- Also known as: Les Brûlés
- Genre: historical drama
- Written by: Bernard Devlin
- Directed by: Bernard Devlin
- Composer: Félix Leclerc
- Country of origin: Canada
- Original language: English
- No. of seasons: 1
- No. of episodes: 8 (French version) 4 (English version)

Production
- Producers: Victor Jobin Léonard Forest Guy Glover
- Editors: Raymond Le Boursier David Mayerovitch
- Running time: 30 minutes
- Production company: National Film Board of Canada

Original release
- Network: Radio-Canada CBC Television
- Release: 15 November 1957 – 1957

= The Promised Land (miniseries) =

The Promised Land (Les Brûlés) is a Canadian historical drama television miniseries by the National Film Board of Canada. It was first broadcast in 1957 on Radio-Canada, then dubbed into English and adapted for broadcast by CBC Television as a four-part series in 1962. The NFB now classifies it as a feature film.

==Premise==
The series was adapted from the Hervé Biron novel Nuages sur les brûlés concerning the 1930s settlement of Quebec's Abitibi district and the workers who toiled to develop the area during the Great Depression.

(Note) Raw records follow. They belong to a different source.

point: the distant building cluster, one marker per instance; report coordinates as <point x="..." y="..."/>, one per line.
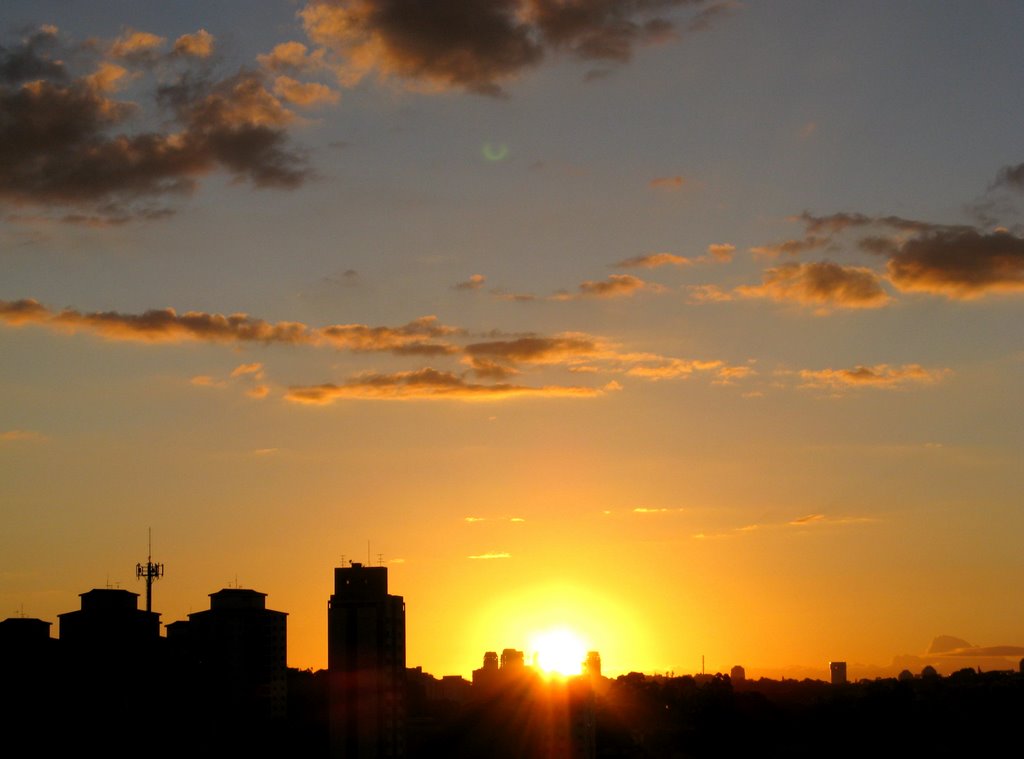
<point x="218" y="684"/>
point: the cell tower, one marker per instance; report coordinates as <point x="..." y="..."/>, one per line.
<point x="150" y="572"/>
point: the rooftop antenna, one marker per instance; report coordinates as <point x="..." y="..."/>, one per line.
<point x="150" y="572"/>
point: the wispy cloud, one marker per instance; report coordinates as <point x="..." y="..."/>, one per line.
<point x="166" y="325"/>
<point x="880" y="375"/>
<point x="425" y="384"/>
<point x="653" y="260"/>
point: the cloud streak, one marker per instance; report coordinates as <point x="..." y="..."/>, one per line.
<point x="424" y="384"/>
<point x="956" y="261"/>
<point x="822" y="285"/>
<point x="65" y="140"/>
<point x="479" y="46"/>
<point x="881" y="375"/>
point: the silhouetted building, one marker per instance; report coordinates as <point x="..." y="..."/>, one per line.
<point x="838" y="672"/>
<point x="486" y="678"/>
<point x="110" y="623"/>
<point x="512" y="660"/>
<point x="238" y="649"/>
<point x="367" y="665"/>
<point x="20" y="632"/>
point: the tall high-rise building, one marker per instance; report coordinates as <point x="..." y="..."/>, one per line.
<point x="366" y="629"/>
<point x="838" y="672"/>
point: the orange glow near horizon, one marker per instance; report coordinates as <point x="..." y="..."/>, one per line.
<point x="557" y="624"/>
<point x="558" y="651"/>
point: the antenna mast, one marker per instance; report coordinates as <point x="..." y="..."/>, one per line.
<point x="150" y="572"/>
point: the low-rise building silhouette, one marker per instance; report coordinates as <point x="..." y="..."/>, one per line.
<point x="238" y="650"/>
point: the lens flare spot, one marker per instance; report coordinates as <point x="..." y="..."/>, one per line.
<point x="495" y="152"/>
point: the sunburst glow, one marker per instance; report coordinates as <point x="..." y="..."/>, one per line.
<point x="559" y="651"/>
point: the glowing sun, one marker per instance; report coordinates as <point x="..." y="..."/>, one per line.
<point x="559" y="651"/>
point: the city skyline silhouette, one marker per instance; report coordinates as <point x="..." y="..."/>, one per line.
<point x="218" y="684"/>
<point x="680" y="331"/>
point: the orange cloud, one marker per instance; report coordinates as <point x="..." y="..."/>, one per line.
<point x="653" y="260"/>
<point x="305" y="94"/>
<point x="721" y="251"/>
<point x="158" y="325"/>
<point x="424" y="384"/>
<point x="808" y="519"/>
<point x="292" y="57"/>
<point x="820" y="284"/>
<point x="881" y="375"/>
<point x="166" y="325"/>
<point x="478" y="46"/>
<point x="475" y="282"/>
<point x="135" y="44"/>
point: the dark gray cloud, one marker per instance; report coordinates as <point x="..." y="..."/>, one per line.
<point x="32" y="58"/>
<point x="478" y="45"/>
<point x="425" y="384"/>
<point x="821" y="284"/>
<point x="67" y="141"/>
<point x="1011" y="176"/>
<point x="954" y="260"/>
<point x="960" y="264"/>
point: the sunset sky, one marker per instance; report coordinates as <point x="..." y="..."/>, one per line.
<point x="692" y="327"/>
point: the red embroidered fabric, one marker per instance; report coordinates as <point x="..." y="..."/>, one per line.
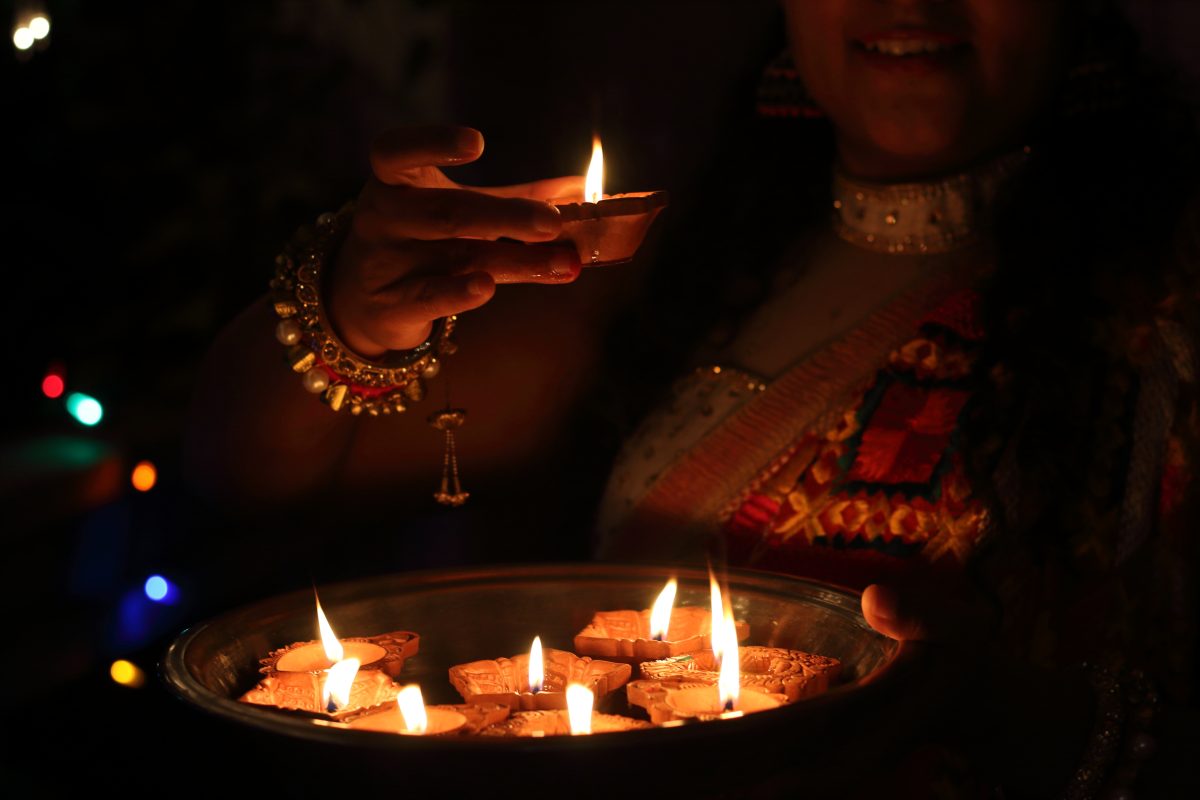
<point x="886" y="486"/>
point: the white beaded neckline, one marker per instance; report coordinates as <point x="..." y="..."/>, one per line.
<point x="921" y="217"/>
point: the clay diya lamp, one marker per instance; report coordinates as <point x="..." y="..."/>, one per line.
<point x="607" y="228"/>
<point x="577" y="720"/>
<point x="294" y="677"/>
<point x="658" y="632"/>
<point x="409" y="716"/>
<point x="685" y="702"/>
<point x="792" y="673"/>
<point x="537" y="680"/>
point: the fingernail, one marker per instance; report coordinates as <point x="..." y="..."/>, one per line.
<point x="883" y="602"/>
<point x="546" y="220"/>
<point x="480" y="284"/>
<point x="469" y="140"/>
<point x="564" y="265"/>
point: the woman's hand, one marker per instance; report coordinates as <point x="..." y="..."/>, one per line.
<point x="423" y="246"/>
<point x="1021" y="726"/>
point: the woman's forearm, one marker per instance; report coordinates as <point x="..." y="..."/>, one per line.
<point x="256" y="437"/>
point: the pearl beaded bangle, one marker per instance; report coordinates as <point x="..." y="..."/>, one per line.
<point x="1120" y="740"/>
<point x="327" y="366"/>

Episodes included music and appearances by folk musician Félix Leclerc. It was broadcast on Radio-Canada as an eight-part series for the network's Panoramique anthology.

The $144,000 production was also released as a 114-minute feature film in 1959 as a condensed version of the television footage.

==Scheduling==
Les brûlés was first broadcast on Radio-Canada on Fridays at 9 p.m. starting 15 November 1957. The Promised Land adaptation was broadcast as half-hour episodes Sundays at 10:30 p.m. (Eastern) from 16 September to 7 October 1962 on CBC Television.